Relativamente all’ambito soggettivo di applicazione, infatti, gli orientamenti non sono stati sempre unanimi.
L’Agenzia delle Entrate, prima con la circ. n. 4/2011 e successivamente con la risposta a interpello n. 106/2018, ha interpretato in maniera estensiva la nozione di “settore finanziario”, includendovi non solo le banche e gli altri enti finanziari, ma anche le “holding che assumono e/o gestiscono partecipazioni in società finanziarie, creditizie o industriali”.
Diversamente, la risposta all’interrogazione parlamentare n. 5-07328, confermando l’impostazione della circ. Assonime n. 28/2021, aveva identificato i destinatari della norma in esame operando un rinvio ai soggetti menzionati dall’art. 162-bis comma 1 lett. a) e b) del TUIR, ossia agli intermediari finanziari e alle società di partecipazione finanziaria, escludendo quindi le holding industriali di cui alla lett. c).
Anche la Cassazione sembrava dapprima aver aderito a tale orientamento (si vedano le sentenze n. 22692/2020 e n. 3913/2022), salvo giungere successivamente a diverse conclusioni con una pluralità di pronunce, le quali hanno visto quale punto comune di arrivo il principio di diritto in base al quale l’addizionale IRPEF si sarebbe dovuta applicare nei confronti dei dirigenti delle imprese operanti nel settore finanziario, da intendersi “nella sua globalità e complessità, sì da ricomprendere anche soggetti non necessariamente sottoposti a vigilanza e/o che svolgano attività rivolta al pubblico”.
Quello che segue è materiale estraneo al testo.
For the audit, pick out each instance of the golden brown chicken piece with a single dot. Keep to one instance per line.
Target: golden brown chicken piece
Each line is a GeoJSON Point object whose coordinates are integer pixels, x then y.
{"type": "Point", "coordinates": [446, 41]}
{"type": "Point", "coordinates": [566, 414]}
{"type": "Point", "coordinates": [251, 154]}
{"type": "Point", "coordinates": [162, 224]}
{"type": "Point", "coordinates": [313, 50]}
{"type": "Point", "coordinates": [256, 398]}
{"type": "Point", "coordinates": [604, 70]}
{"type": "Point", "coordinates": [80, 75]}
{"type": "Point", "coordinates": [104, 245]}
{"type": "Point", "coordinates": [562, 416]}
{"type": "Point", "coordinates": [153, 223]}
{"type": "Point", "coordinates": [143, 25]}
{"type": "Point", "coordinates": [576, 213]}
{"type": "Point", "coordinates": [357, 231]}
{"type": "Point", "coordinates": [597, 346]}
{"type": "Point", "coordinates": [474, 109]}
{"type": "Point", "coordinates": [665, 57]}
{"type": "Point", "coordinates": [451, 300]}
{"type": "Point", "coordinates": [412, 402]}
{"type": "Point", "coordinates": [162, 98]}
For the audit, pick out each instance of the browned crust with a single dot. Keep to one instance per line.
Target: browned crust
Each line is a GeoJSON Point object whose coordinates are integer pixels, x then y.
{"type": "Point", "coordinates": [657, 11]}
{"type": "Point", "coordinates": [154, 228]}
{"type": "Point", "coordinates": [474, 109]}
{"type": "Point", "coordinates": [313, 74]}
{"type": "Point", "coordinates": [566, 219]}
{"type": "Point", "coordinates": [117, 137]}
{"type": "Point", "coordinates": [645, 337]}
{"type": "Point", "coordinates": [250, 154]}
Peraltro, più recentemente la stessa Suprema Corte, con la sentenza n. 3159/2025, ha addirittura negato al contribuente il sindacato sul contrasto giurisprudenziale per la rimessione della questione alle Sezioni Unite, definendo l’orientamento come “univoco e costante”.
La problematica è stata risolta dal legislatore stesso con l’art. 1-bis del DL 84/2025, secondo il quale l’addizionale si applica ai soli soggetti indicati all’art. 162-bis comma 1 lett. a) e b) del TUIR, ossia intermediari finanziari e società di partecipazione finanziaria, escludendo di fatto le società di partecipazione non finanziaria (holding industriali) e i soggetti ad esse assimilati di cui all’art. 162-bis comma 1 lett. c) del TUIR.
La disposizione, nella sua formulazione testuale, troverebbe applicazione a partire dal periodo d’imposta 2025. Le richiamate pronunce della C.G.T. I Milano, invece, nello stabilire il diritto al rimborso per i periodi d’imposta precedenti, hanno valorizzato il carattere interpretativo dei precedenti orientamenti (interrogazione parlamentare n. 5-07328 e pronunce di Cassazione ante revirement del 2023) e, facendo leva anche sulla riformulazione del 2025, ne hanno riconosciuto la retroattività sostanziale.
Con il che il contenzioso pendente (a quanto consta, ampio) potrebbe trovare una favorevole svolta se tale orientamento trovasse conferma fino all’ultimo grado di giudizio.